BAL levels of PGE2, 6-keto-PGF1α (the stable inactive hydrolysis product of PGI2), PGD2, PGF2α, and thromboxane (Tx) B2 (the hydrolysis product of TxA2) were quantified by ultra high-pressure liquid chromatography/tandem mass spectrometry, using solid-phase extraction, negative ion electrospray introduction, and selected reaction monitoring techniques. Tetradeuterated analogs of PGD2, PGE2, PGF2α, 6-keto-PGF1α, and TxB2 (Cayman Chemical, Ann Arbor, MI), 5 ng each, were added to 0.6 ml of BAL. The methoxime (MO) derivative was formed by adding 0.3 ml of methoxyamine HCl (1g/ml) in water, and eicosanoids were extracted on StrataX solid-phase extraction cartridges (Phenomenex, Torrance, CA), then dissolved in 200 μl of 20% acetonitrile in water for analysis. The instrument used was a Quantum Ultra interfaced to an Accela ultra high-pressure liquid chromatography system (Thermo Fisher Scientific, Waltham, MA). A 200-mm × 2.1-mm × 1.9-μm Hypersil Gold column (Thermo Fisher Scientific) was used. The mobile phase was generated from high-performance liquid chromatography-grade water (A) and 5% methanol/95% acetonitrile (B), both containing 0.005% acetic acid adjusted to pH 5.7 with ammonium hydroxide. The flow rate was 350 μl/min using a segmented linear gradient starting at 20% (T = 0), ramping to 35% B (T = 15 min), 40% B (T = 16 min) then 70% B (T = 23 min). The transitions monitored were m/z 384 → 272 (d4-PGD2 MO and d4-PGE2 MO), m/z 380 → 268 (PGD2 MO and PGE2 MO), m/z 357 → 197 (d4-PGF2α), m/z 353 → 193 (PGF2α), m/z 402 → 173 (d4-TxB2 MO), m/z 398 → 169 (TxB2 MO), m/z 402 → 372 (d4-6-keto-PGF1α MO), and 398 → 368 (6-keto-PGF1α MO). The collision gas was argon, 1.5 mTorr. The collision energy was 18 eV for PGD2, PGE2, 6-keto-PGF1α, and TxB2, and 24 eV for PGF2α. Source offset was 6 V. Quantitation was by peak area ratios. Levels of mouse CXC chemokine KC and total protein in BAL fluid were determined with an enzyme-linked immunosorbent assay kit (R&D Systems, Minneapolis, MN) and Bio-Rad Protein Assay Kit (Bio-Rad Laboratories, Hercules, CA), respectively.

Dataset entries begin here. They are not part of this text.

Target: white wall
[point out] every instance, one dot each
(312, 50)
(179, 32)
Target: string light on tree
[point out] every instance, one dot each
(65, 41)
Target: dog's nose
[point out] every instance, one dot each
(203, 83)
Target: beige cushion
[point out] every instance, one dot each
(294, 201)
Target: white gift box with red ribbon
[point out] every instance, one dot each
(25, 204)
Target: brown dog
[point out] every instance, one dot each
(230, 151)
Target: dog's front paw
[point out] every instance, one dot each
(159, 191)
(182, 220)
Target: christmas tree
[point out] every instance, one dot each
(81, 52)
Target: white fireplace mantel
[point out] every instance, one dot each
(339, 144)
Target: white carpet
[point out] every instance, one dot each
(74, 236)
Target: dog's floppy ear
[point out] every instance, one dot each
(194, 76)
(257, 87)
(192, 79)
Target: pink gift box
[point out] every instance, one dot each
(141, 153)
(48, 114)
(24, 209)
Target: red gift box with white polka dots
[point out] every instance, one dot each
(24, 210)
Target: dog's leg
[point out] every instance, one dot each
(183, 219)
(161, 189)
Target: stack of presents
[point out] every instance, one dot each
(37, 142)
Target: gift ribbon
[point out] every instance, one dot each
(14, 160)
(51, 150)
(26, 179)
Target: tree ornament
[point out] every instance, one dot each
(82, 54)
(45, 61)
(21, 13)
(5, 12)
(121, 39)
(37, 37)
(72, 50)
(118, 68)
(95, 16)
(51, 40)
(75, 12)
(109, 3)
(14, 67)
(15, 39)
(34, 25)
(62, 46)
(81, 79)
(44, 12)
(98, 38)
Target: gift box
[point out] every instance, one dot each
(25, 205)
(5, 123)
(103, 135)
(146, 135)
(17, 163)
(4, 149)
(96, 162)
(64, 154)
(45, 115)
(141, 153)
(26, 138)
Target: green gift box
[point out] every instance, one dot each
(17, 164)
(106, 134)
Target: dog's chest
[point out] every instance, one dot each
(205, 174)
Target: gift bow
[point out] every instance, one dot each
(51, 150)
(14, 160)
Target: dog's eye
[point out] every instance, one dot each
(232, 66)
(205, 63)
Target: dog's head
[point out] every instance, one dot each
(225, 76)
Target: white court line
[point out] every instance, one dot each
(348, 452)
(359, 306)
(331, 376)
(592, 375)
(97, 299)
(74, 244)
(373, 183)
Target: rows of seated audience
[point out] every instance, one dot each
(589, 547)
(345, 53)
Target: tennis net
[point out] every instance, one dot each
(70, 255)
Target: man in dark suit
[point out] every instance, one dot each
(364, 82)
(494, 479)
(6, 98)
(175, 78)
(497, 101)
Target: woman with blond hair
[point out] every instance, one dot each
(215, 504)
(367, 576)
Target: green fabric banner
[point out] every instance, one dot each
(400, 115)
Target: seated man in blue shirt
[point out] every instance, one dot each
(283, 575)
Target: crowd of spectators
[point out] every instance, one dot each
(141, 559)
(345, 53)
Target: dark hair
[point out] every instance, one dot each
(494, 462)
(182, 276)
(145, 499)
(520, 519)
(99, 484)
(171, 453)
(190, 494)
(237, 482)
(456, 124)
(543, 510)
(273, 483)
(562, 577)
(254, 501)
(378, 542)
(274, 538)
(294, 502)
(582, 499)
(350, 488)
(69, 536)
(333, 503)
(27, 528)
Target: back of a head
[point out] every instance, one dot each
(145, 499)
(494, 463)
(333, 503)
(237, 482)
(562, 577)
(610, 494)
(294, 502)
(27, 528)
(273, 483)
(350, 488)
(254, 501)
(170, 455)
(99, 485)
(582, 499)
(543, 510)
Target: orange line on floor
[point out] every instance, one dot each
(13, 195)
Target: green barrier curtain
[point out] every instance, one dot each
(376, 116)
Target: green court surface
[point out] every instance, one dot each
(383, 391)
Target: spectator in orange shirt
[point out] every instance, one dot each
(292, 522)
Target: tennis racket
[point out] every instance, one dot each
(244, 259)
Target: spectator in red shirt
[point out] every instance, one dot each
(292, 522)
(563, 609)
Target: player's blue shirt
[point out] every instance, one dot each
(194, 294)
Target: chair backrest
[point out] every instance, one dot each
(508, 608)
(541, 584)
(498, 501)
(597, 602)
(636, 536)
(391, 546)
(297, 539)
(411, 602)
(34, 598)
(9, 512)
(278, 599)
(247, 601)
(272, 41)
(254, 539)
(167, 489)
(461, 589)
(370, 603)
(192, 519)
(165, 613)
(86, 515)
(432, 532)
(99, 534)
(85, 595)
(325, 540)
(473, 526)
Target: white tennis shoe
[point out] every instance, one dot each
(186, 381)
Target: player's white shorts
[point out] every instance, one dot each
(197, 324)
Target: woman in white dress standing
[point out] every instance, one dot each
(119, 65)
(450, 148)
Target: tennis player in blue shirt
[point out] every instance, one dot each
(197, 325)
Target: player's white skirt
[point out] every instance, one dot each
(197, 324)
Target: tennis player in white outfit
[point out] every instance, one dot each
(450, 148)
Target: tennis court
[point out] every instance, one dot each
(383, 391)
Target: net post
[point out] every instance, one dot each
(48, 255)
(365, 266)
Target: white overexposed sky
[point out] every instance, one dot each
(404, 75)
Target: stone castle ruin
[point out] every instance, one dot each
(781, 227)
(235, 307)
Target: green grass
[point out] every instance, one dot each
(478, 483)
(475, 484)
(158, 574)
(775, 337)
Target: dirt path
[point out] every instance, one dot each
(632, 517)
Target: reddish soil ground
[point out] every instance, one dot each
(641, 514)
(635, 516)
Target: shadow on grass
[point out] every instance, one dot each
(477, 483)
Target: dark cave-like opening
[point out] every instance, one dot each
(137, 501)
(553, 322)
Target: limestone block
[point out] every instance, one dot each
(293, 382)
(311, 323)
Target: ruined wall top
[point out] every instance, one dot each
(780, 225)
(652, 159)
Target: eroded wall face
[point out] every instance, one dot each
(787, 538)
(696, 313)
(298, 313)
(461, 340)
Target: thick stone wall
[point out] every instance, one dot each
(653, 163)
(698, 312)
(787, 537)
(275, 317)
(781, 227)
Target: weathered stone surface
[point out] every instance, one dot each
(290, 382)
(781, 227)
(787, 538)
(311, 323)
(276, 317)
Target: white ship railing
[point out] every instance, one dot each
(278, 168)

Data are expressed as means ± S.E.M. unless indicated otherwise. Statistical comparisons among treatment groups in reactivity to methacholine were performed by two-way ANOVA, followed by the Newman-Keuls post hoc test for more than two groups. Comparisons of multiple groups were performed by one-way ANOVA and Bonferroni post-ANOVA test when the ANOVA was deemed significant. When only two mean values were compared, the two-tailed Mann-Whitney t test was used. In all cases, statistical significance was defined as p < 0.05.

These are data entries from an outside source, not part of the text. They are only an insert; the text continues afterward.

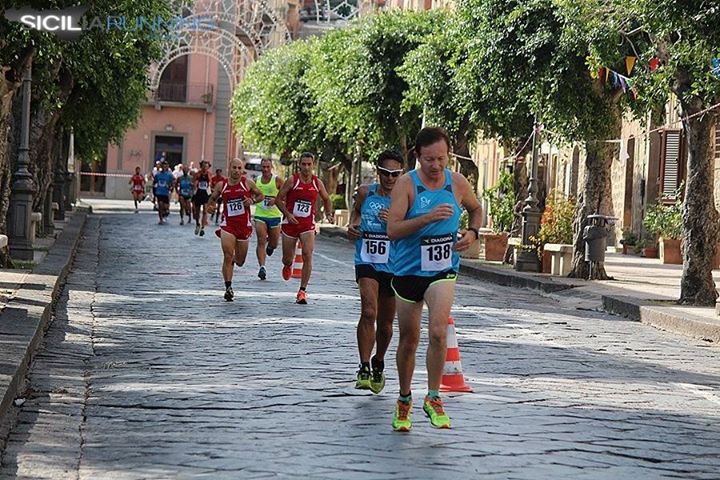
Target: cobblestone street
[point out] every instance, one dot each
(146, 372)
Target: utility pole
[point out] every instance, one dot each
(527, 260)
(23, 188)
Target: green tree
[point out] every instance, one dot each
(684, 37)
(94, 85)
(430, 71)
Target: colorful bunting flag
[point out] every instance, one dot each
(654, 64)
(629, 64)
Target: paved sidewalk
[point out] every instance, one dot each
(643, 289)
(26, 300)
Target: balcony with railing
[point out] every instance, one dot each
(192, 95)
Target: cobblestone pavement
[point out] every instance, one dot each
(147, 373)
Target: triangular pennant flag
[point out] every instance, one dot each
(654, 64)
(716, 67)
(630, 63)
(623, 84)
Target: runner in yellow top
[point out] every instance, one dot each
(267, 215)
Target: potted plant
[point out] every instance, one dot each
(555, 226)
(474, 250)
(665, 221)
(501, 201)
(648, 248)
(628, 240)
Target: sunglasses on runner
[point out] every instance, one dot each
(389, 173)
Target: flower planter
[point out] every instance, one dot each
(670, 251)
(546, 262)
(650, 252)
(628, 249)
(473, 251)
(495, 246)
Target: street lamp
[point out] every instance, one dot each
(23, 187)
(527, 260)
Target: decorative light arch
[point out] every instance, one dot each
(234, 32)
(332, 11)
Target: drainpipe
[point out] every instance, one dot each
(207, 79)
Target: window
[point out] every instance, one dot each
(673, 163)
(173, 83)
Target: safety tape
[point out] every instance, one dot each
(97, 174)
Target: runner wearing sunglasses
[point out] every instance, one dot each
(423, 221)
(368, 227)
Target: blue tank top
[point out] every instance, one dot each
(185, 185)
(373, 248)
(428, 251)
(164, 180)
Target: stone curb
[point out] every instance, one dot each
(26, 316)
(508, 278)
(653, 313)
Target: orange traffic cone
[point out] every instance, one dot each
(453, 379)
(297, 265)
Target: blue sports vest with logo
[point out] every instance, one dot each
(428, 251)
(373, 247)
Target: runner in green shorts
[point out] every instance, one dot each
(267, 215)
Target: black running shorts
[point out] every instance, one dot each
(383, 278)
(412, 288)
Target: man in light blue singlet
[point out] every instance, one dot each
(368, 227)
(423, 221)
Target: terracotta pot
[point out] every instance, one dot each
(547, 262)
(473, 251)
(650, 252)
(670, 251)
(495, 246)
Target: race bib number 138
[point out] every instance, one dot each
(436, 253)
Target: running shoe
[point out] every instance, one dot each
(229, 294)
(402, 418)
(363, 379)
(433, 408)
(377, 381)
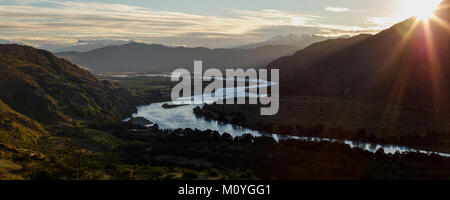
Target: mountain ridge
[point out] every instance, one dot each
(140, 57)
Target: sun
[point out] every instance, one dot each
(421, 9)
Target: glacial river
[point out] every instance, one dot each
(184, 117)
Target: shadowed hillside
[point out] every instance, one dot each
(17, 129)
(48, 89)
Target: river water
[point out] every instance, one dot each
(184, 117)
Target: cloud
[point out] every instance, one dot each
(383, 22)
(52, 23)
(336, 9)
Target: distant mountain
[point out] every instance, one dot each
(48, 89)
(7, 42)
(408, 63)
(289, 40)
(138, 57)
(88, 45)
(17, 130)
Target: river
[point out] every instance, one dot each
(184, 117)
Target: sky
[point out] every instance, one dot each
(208, 23)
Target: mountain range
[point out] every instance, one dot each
(301, 41)
(139, 57)
(408, 63)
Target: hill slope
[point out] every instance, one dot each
(48, 89)
(17, 129)
(138, 57)
(408, 63)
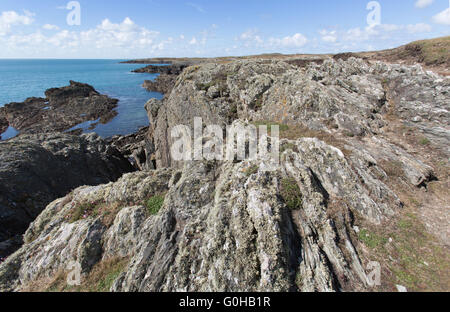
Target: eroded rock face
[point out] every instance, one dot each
(164, 83)
(3, 125)
(348, 100)
(37, 169)
(173, 69)
(224, 226)
(235, 226)
(62, 109)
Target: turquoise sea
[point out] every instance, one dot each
(20, 79)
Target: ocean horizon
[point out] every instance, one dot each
(24, 78)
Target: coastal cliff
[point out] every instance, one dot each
(363, 177)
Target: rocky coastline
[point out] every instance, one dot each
(363, 176)
(61, 109)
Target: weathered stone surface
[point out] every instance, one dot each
(223, 227)
(234, 226)
(62, 109)
(37, 169)
(173, 69)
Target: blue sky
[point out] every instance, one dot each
(148, 28)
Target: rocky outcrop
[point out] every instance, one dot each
(173, 69)
(236, 225)
(4, 124)
(163, 84)
(37, 169)
(134, 147)
(349, 100)
(224, 226)
(62, 109)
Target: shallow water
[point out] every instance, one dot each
(20, 79)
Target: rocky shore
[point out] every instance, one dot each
(363, 178)
(61, 109)
(164, 84)
(37, 169)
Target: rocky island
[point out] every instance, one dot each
(61, 109)
(363, 177)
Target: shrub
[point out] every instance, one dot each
(154, 204)
(291, 193)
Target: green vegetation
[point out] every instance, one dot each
(111, 274)
(371, 240)
(288, 146)
(433, 51)
(392, 168)
(412, 256)
(83, 211)
(269, 125)
(100, 279)
(252, 170)
(424, 141)
(154, 204)
(291, 193)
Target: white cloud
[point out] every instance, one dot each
(295, 41)
(50, 27)
(443, 17)
(251, 37)
(196, 6)
(108, 39)
(423, 3)
(8, 19)
(384, 31)
(418, 28)
(328, 36)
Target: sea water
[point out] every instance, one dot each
(20, 79)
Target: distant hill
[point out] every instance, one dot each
(433, 54)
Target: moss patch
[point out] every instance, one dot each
(291, 193)
(154, 204)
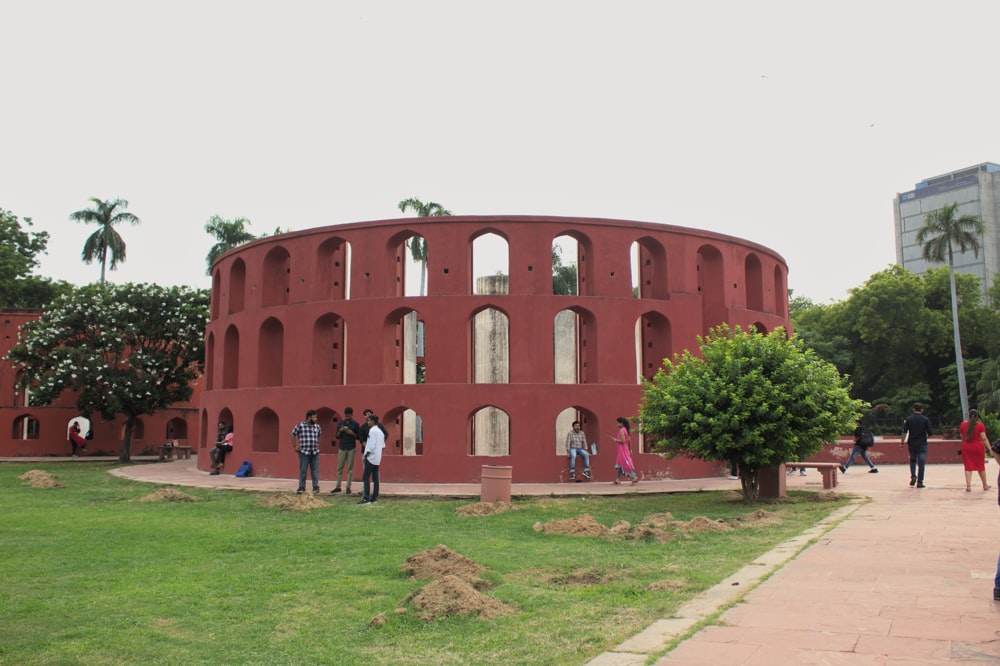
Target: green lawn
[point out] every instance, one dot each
(89, 577)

Deletion of mPGES-1-Modulated Airway Production of Prostanoids.
Evidence for substrate diversion consequent to mPGES-1 deletion was sought in BAL (Fig. 1). In both FA and ozone-exposed animals, deletion of mPGES-1 significantly reduced PGE2, while augmenting biosynthesis of PGI2, PGD2, and PGF2α.
Deletion of mPGES-1 Had Little Effect on Modulating Ozone-Induced Airway Responsiveness.
To study whether targeting mPGES-1 may affect airway function in a predisposed high-risk condition, ozone-induced airway hyper-responsiveness was evaluated in mice deficient in mPGES-1 (Fig. 2). Enzyme deletion did not affect total lung resistance after challenge with increasing doses of methacholine in either naive or ozone-exposed animals, despite a hyper-responsiveness induced by ozone exposure (Fig. 2a). Likewise, mPGES-1 deletion failed to modulate significant compliance in naive or ozone-exposed animals (Fig. 2b).
Although ozone treatment increased carbachol-induced contraction of intrapulmonary airways in sliced lung sections, as reflected by a significant decrease in EC50 (log EC50 from 0.04 ± 0.11 to −0.36 ± 0.12 μM), mPGES-1 deletion had little effect on the sensitivity to carbachol-induced intrapulmonary airway contraction (Fig. 3).
Deletion of mPGES-1 Did Not Affect Ozone-Induced Airway Inflammation.
Ozone exposure increased inflammatory cell trafficking into the BAL (by ∼6 fold) as shown in Fig. 4a. The inflammatory cell infiltrate was composed primarily of neutrophils (∼55%) and macrophages (∼43%) (Fig. 4b). However, no differences in total BAL cell count or the differential macrophage, eosinophil, neutrophil, or lymphocyte counts were observed between wild-type (WT) and knockout (KO) animals (Fig. 4). Consistently, levels of KC (a neutrophil chemoattractant) and total protein in BAL were not changed in the KO animals (Supplemental Figure).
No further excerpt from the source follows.